Recommended Reading 2-23-14 Edition

Each week I send out a weekly e-mail of my thoughts to folks in my church.  I include in it what I found worth reading in the past week.  Here's this week's recommended reading:
  • I have read a lot of platitudes about Pete Seeger since his death, and that's too bad, because Seeger wanted action and he wanted people to organize to build a better world.  He did not want platitudes.  Here's a piece that gets it right about what the legacy of Seeger should really be; it's called "Pete Seeger was No Saint.".
  • You have to be proud of Mizzou this week (even if you're a Jayhawk) because of the way MU students formed a human wall to block Westboro Baptist Church from protesting Michael Sam.   
  • Have you ever sponsored an impoverished child in a developing country through Compassion International or another similar agency?  If so, did you ever wonder if your money really made a difference in that child's life?  Here's a thoughtful article by a reporter who went to meet the boy in Haiti he had been sponsoring for 13 years.
  • Bill Tammeus had a great piece this week regarding the gatherings of African American youth on the Plaza.  He asks what congregations in KC are doing to offer young people--especially low-income young people--alternative activities?  He mentions The SWECC Coalition, a group of congregations working with students at the Southwest Early College Campus (formerly Southwest High School).  We are one of the churches in the coalition thanks in large part to the faithful work of Jan Parks.

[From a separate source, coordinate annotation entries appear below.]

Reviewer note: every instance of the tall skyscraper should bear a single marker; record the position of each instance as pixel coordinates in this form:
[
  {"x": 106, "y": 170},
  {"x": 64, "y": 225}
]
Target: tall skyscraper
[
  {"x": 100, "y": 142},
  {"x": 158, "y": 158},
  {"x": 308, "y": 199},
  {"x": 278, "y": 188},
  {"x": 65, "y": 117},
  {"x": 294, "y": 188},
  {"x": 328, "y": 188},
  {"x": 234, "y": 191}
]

  • I hate to admit it, but I actually liked one of David Brooks' columns this week. In it, he uses Jesus' parable of the Prodigal Son to address how middle and upper class Americans should respond to low-income people who have made bad choices.  He seems blind to how his analogy breaks down (most low-income people are not born into wealth like the prodigal of the story nor are they necessarily poor due to their own choices), but I always like it when conservative thinkers are open to compassion.    
  • J.E.Dunn Construction this week filed a friend-of-the-court brief to support Hobby Lobby's lawsuit against the Affordable Care Act's requirement that companies provide insurance that covers contraception.  The Dunn family is Roman Catholic and claims it is against their religion to offer insurance that provides contraception.  However, as this KC Star editorial points out, the Dunn family has no problem taking federal dollars to build a plant which makes nuclear weapons parts, despite the strong moral teaching of the Roman Catholic Church opposing nuclear weapons.